Quelle: www.mesken.de/stat8.htm (08.11.2003)
Öger-Tours, das größte türkische Unternehmen in Deutschland
Quelle: www.oeger.de/index.htm
Vural Öger, Chef von Öger-Tours
Quelle: www.hansaplatz.de/ki-ar12.htm
Unbeschadet dieser "Erfolgsstorys" bleibt es eine Tatsache, dass Ausländer stärker von Arbeitslosigkeit [2] betroffen als deutsche Arbeitnehmer, mit deutlichen regionalen Unterschieden. Im Jahr 2000 waren 436.000 Ausländer arbeitslos [3] , das bedeutet, dass bei einer allgemeinen Arbeitslosenquote von 7,8 % die Ausländer mit 16,4 % deutlich überrepräsentiert waren. Wiederum ist die häufig geringe berufliche Qualifikation eine wichtige Ursache für diese Form der Ausgrenzung. Auffällig ist dabei, dass die nationale Herkunft eine wichtige Rolle spielt: Während im Jahr 2000 mehr als 20 % aller Türken in Westdeutschland arbeitslos waren, betrug dieser Prozentsatz z. B. für Spanier, Portugiesen oder Arbeitnehmer aus dem ehemaligen Jugoslawien nur 10-11 %.
Arbeitslosenquote der Ausländer
Quelle: www.isoplan.de/mi/grafiken/grafiken.htm
Zu den Problemen auf dem Arbeitsmarkt kommen vielfach prekäre Wohnbedingungen, die eine Integration erschweren. Vielfach bevorzugen Ausländer, wenn sie nur eine begrenzte Aufenthaltsdauer in Deutschland planen, billigen Wohnraum. Sie wohnen in Altbaugebieten, z.T. als Restmieter in abbruchreifen Häusern, und ihre Wohnungen sind oft schlecht ausgestattet. Gerade in Großstädten konzentriert sich die ausländische Bevölkerung oft in industrienahen, umweltbelasteten Wohnvierteln. Solche Stadtteile werden dann gelegentlich "Klein-Palermo" oder "Klein-Istanbul" genannt. Deutsche Wohnungssuchende meiden diese Viertel in vielen Fällen, so dass sich regelrechte Ghettos bilden. Durch die steigenden Ausländeranteile in diesen Wohngebieten wird eine Integration erheblich erschwert. Es besteht die Gefahr, dass sich an manchen Orten Parallelgesellschaften bilden, die sich zunehmend von der Mehrheitskultur abkehren. Andererseits ermöglicht das Wohnen in solchen Vierteln den Bewohnern ein vertrautes Miteinander mit den eigenen Landsleuten, so dass die Anonymität des Großstadtlebens und der Zusammenprall unterschiedlicher Kulturen gemildert werden.

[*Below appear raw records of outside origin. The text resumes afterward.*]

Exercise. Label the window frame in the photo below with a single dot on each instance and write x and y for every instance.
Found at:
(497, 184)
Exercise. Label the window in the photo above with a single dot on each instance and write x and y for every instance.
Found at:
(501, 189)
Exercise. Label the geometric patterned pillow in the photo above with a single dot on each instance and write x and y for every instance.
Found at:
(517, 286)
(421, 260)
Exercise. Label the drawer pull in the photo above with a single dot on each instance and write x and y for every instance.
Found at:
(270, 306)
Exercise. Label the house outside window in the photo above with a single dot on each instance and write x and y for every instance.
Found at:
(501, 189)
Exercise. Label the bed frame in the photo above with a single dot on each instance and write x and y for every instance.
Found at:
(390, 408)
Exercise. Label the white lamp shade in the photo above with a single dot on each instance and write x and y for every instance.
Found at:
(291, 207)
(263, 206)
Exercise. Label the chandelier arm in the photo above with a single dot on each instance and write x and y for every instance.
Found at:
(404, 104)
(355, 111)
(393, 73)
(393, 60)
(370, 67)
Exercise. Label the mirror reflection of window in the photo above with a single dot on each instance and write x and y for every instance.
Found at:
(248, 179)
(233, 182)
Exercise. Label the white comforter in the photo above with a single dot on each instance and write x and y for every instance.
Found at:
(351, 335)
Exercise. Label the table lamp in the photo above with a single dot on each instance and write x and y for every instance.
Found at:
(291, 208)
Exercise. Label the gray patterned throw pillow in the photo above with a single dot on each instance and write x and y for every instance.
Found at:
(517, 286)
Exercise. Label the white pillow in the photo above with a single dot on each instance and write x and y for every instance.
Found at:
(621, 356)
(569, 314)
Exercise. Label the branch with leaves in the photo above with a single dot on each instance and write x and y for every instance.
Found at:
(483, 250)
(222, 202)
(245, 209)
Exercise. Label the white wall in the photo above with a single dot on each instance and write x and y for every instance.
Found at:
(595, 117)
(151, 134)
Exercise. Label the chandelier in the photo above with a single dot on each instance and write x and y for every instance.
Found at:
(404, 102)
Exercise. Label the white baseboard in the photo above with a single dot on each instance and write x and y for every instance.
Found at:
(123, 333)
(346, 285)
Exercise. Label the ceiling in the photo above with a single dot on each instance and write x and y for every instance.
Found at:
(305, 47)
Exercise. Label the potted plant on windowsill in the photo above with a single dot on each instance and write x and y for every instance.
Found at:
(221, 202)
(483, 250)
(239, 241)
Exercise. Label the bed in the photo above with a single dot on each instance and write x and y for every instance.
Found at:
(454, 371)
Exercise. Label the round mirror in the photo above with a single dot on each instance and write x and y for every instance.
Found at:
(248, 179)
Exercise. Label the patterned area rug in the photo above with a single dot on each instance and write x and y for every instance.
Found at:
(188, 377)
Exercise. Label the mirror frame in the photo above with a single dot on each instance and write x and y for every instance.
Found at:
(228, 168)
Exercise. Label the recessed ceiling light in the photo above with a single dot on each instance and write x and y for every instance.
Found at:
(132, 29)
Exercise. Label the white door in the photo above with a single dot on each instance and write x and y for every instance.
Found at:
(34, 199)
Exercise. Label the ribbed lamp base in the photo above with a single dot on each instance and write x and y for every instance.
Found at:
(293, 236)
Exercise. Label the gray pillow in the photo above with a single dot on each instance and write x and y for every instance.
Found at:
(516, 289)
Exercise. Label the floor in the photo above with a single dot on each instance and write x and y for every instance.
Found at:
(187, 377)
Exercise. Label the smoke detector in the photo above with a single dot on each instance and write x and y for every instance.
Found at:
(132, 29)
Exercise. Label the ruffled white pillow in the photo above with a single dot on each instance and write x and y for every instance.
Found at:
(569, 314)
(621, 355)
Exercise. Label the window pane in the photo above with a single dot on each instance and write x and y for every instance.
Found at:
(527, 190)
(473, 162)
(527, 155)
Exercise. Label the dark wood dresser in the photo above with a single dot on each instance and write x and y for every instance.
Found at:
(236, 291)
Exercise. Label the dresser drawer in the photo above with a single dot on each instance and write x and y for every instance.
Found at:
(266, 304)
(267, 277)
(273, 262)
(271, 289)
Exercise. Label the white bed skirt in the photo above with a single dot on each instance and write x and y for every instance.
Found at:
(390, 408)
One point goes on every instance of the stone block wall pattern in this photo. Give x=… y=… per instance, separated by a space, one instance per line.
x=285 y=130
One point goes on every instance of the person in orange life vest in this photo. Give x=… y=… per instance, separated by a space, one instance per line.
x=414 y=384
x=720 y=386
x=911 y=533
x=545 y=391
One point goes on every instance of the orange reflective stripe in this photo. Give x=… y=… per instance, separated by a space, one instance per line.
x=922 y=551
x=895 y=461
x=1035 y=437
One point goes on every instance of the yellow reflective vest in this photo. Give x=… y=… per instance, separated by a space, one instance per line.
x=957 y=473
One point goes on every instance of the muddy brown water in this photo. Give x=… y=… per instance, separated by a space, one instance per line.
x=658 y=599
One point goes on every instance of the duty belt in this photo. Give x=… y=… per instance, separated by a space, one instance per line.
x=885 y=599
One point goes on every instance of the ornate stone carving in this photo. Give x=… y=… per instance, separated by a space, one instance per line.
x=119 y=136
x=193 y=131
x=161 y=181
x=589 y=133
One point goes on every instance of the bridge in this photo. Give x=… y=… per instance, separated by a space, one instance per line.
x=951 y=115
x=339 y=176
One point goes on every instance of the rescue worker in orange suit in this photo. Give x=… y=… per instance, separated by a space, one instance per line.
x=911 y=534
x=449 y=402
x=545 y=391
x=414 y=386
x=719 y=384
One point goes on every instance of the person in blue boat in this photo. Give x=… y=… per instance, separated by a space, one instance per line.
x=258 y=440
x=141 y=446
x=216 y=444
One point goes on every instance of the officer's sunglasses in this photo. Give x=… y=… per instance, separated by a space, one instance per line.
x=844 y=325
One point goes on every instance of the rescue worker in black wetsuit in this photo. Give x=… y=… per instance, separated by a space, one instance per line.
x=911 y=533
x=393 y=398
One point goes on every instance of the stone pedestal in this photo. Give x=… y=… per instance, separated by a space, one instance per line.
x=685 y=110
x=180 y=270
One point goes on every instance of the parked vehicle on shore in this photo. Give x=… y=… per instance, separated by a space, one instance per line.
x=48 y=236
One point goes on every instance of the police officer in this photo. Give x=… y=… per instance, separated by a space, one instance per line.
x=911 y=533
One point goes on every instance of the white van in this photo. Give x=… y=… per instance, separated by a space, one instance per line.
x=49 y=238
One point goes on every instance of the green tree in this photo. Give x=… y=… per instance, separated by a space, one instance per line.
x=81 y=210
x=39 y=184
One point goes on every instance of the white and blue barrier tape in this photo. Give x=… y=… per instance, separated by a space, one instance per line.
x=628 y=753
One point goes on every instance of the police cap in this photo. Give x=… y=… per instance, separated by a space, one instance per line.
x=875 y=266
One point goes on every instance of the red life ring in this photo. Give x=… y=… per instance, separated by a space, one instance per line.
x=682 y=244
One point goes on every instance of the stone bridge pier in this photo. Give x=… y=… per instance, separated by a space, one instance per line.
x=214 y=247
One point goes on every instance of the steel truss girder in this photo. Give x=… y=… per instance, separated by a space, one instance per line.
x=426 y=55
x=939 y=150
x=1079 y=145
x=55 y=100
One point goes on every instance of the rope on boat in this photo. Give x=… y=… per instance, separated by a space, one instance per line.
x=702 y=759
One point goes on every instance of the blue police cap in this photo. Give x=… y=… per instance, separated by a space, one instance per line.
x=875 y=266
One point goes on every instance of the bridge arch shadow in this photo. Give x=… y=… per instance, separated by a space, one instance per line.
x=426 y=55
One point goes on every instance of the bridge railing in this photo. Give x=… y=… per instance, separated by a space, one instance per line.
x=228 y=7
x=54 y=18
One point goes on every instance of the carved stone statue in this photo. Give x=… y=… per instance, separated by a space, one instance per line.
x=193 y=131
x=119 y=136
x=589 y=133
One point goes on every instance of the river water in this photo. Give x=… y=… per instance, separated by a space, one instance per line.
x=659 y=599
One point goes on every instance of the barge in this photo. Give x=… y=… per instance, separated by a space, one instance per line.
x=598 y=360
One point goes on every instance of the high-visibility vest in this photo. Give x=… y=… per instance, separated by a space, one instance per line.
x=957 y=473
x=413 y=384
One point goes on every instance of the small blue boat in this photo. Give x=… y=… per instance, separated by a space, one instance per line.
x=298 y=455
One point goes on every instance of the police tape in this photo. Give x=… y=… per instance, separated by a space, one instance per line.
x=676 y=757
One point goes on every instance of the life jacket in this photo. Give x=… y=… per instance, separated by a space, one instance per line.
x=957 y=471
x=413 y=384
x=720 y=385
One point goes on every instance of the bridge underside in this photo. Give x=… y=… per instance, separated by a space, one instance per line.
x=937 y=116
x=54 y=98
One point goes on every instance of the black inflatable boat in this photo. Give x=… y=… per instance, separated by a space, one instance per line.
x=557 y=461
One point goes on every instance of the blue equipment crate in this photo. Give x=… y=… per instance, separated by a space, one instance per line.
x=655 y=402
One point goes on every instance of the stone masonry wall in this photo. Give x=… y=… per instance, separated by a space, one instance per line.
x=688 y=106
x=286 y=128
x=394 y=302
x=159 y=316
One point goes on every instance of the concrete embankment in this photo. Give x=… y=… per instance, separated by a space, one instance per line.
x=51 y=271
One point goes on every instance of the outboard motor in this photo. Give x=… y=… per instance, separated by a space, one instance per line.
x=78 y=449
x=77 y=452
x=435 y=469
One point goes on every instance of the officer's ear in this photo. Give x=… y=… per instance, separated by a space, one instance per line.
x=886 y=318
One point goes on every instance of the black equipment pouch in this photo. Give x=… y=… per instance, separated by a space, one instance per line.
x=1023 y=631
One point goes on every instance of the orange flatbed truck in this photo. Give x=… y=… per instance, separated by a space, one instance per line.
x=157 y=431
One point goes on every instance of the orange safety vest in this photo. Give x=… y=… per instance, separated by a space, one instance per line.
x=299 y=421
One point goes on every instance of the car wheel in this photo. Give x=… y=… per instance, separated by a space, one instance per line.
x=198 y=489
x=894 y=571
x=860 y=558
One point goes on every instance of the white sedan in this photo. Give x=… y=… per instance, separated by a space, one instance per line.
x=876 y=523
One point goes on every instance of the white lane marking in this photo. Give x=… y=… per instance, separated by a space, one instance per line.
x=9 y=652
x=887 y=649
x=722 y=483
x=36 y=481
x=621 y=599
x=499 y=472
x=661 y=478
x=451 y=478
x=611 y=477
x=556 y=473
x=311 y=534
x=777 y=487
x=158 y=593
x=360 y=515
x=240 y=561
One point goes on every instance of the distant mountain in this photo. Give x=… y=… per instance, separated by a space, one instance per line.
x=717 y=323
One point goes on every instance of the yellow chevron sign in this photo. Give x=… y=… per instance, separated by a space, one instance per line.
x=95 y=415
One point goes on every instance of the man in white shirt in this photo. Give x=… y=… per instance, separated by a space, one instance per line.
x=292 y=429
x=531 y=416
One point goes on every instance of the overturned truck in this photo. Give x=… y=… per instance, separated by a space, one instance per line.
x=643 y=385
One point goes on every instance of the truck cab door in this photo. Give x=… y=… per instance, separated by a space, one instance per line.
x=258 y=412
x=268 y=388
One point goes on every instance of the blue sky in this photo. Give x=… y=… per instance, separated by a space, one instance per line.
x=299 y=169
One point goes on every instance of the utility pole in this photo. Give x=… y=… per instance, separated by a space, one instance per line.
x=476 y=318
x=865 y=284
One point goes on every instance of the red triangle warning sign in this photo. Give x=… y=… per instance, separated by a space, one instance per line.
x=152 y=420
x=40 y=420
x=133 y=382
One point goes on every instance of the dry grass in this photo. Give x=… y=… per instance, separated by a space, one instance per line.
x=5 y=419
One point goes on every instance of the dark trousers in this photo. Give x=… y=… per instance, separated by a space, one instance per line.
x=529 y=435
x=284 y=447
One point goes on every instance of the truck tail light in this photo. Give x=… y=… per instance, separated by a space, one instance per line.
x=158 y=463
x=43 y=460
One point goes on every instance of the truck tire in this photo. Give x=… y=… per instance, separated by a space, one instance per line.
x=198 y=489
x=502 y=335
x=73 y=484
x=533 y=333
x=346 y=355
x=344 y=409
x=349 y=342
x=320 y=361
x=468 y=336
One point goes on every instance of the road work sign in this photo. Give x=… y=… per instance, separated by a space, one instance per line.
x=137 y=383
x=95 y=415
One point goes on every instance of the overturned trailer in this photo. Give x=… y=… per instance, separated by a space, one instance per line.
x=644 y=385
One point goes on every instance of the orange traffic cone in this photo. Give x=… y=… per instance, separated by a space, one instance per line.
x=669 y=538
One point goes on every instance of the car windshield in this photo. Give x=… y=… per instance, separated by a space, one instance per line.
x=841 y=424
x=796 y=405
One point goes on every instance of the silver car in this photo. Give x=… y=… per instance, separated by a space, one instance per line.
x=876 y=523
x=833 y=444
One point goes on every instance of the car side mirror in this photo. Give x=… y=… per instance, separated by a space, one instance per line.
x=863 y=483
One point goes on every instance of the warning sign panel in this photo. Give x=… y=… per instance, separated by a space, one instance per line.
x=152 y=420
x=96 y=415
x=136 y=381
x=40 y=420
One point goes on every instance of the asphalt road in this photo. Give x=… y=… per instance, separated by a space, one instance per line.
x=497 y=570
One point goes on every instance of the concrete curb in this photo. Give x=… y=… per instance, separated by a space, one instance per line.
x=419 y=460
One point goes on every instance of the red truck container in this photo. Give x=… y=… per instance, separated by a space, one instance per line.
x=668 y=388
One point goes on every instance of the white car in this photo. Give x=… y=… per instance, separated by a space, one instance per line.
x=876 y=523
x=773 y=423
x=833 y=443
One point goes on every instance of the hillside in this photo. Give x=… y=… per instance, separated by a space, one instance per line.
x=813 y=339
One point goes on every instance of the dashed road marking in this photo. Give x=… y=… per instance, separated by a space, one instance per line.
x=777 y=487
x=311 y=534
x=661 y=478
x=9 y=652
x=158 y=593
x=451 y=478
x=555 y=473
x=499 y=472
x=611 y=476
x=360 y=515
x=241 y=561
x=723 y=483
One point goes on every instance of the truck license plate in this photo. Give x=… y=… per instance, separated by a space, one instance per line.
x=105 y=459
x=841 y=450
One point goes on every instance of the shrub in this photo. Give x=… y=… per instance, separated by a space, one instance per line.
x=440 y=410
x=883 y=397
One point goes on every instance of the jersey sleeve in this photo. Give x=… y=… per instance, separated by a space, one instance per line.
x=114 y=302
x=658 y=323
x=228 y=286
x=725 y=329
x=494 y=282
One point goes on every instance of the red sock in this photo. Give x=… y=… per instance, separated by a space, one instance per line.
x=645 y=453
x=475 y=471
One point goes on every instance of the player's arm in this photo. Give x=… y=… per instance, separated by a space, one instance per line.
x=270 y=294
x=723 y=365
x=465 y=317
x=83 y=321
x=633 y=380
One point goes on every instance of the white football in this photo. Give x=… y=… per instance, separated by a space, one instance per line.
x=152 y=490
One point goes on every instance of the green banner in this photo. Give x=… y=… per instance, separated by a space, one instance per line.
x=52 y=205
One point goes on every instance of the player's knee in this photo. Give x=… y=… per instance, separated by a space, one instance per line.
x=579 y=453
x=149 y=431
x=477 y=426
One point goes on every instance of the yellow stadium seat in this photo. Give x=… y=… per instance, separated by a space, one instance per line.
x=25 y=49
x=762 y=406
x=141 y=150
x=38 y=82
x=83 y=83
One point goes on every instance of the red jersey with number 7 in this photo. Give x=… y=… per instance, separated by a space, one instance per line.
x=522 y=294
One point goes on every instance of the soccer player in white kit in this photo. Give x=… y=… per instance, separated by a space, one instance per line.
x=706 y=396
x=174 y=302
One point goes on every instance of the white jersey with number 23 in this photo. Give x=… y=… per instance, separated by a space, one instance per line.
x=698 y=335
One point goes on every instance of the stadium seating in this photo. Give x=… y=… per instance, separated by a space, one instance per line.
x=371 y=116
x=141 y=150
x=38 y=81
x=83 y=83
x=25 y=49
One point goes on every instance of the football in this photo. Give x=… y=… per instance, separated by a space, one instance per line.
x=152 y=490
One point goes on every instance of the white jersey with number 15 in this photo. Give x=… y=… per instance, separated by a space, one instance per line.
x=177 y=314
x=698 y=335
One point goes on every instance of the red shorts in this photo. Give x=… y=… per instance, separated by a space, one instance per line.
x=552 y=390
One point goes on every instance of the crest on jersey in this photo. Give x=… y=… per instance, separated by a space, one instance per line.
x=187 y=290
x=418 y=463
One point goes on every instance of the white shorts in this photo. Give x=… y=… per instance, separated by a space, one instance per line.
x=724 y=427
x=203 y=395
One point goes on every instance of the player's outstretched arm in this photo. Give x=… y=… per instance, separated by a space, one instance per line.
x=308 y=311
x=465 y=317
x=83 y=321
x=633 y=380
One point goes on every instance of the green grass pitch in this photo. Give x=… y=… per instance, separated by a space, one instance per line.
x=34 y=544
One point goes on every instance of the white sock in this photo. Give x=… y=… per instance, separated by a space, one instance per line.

Der Brandanschlag von Solingen 1992, bei dem fünf ausländische Mitbürger verbrannten.
Quelle: www.schalomnet.de/fotoaus/holo/menu.htm
Ein weiterer Hinweis auf die Integrationsproblematik enthält die Kriminalstatistik [4] . Wurden 1984 noch 16,6 % aller Straftaten in Deutschland von Ausländern begangen, so hat sich die Zahl 1999 auf 25,5 % erhöht. Sowohl bei den Gewaltverbrechen als auch im Bereich der Eigentumsdelikte liegt dieser Anteil noch höher [5] . Sicher ist diese Entwicklung auch auf die soziale Ausgrenzung zahlreicher Ausländer in Beruf und Gesellschaft zurückzuführen. Sie ist auch ein Beleg für ihre häufig erkennbare kulturelle Entwurzelung und die im Alltag erfahrene Frustration und Diskriminierung.